3-Mürid, şeyhinin ruhaniyetinin herhangi bir mekânla mukayyet (bir yere bağlı) olmadığına inanmalı ve nerede olursa olsun, şeyhin ruhaniyetini, tasavvur ettiği yerde hazır bulacağını bilmelidir.
4-Şeyhine muhabbete berdevam olmalıdır. Zira sevgide bir inkıta (kopukluk) ve noksan (eksilme) olduğu takdirde rabıta bozulur.
5-Her halükarda şeyhine nisbete (bağlanmaya ve onunla irtibat kurmaya) riayet etmelidir.
6-Cezbe hali kendisine hâsıl olana kadar rabıtaya devam etmelidir. Bu arada kendisine bazı ahval gelse bile rabıtayı terk etmemelidir. Çünkü rabıtayı terk edecek olursa o hal ondan gider.
7-Bütün vakitlerde rabıtaya devam etmeli ve rabıtayı asla terk etmemelidir.

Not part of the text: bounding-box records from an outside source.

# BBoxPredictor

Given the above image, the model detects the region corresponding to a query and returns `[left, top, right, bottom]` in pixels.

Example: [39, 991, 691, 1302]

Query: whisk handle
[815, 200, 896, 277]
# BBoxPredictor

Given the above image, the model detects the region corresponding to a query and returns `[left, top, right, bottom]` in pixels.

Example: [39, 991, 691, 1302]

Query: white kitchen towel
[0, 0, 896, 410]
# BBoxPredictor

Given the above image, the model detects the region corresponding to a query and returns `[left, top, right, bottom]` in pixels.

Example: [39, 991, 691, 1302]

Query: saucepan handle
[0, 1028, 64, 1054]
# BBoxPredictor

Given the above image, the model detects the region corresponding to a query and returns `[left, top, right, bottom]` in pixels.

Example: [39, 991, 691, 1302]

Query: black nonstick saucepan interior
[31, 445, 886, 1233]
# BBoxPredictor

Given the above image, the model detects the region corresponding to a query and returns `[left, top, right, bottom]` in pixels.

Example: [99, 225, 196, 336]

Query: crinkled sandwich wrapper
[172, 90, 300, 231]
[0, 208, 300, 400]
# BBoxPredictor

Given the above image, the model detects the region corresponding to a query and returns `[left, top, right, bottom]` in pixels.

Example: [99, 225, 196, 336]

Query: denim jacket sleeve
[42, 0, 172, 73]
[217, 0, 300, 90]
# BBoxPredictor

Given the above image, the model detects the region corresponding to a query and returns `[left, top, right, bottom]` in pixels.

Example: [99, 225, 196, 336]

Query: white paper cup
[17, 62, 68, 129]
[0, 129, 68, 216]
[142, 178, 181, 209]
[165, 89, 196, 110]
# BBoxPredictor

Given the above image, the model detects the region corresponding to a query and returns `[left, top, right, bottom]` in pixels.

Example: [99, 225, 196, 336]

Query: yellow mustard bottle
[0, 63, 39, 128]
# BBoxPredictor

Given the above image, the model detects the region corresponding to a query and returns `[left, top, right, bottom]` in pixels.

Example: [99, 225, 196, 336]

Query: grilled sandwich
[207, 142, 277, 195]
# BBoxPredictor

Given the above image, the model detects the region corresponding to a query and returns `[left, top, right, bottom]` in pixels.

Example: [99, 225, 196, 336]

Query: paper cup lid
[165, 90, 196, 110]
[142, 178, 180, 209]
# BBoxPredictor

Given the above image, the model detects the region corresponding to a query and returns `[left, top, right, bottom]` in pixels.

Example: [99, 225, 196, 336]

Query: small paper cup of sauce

8-Rabıtada rükn-i azam (en büyük temel) teveccüh kıblesini tevhiddir ki bu, tek bir zata rabıta yapmaktan ibarettir.
Bir müridin içinde şeyhinden başkasına karşı rabıta ve beklenti varsa onun batını (iç âlemi) Mevla’nın huzuruna açılmaz. Meşayıhın beyanına göre iki şeyhe nisbeti olan Mürid asla felah bulmaz.
9-Rabıtanın edeplerinden biride; rabıta yapılan zatın diri olmasıdır.
10-Şeyhinin şeyhi hayatta olan kişinin rabıtası ona olmalıdır.
11-Mürid, silsiledeki bütün şeyhlere onları görmeden de rabıta yapabilir. Fakat dersi kimden aldıysa rabıtayı ona tahsis etmesi hususunda bütün evliyanın ittifakı vardır.
Bütün pîrân (şeyhlerden) feyiz ve nurlar istenilebilirsede, özellikle Resulullah’a yalvar ki, sana feyiz in’ıkas etsin (yansıma yoluyla ulaşsın).
(Cübbeli Ahmet Hocamızın Tarikat-ı Aliyye’de Rabıta-ı Celiyye adlı eserinden alınmıştır.)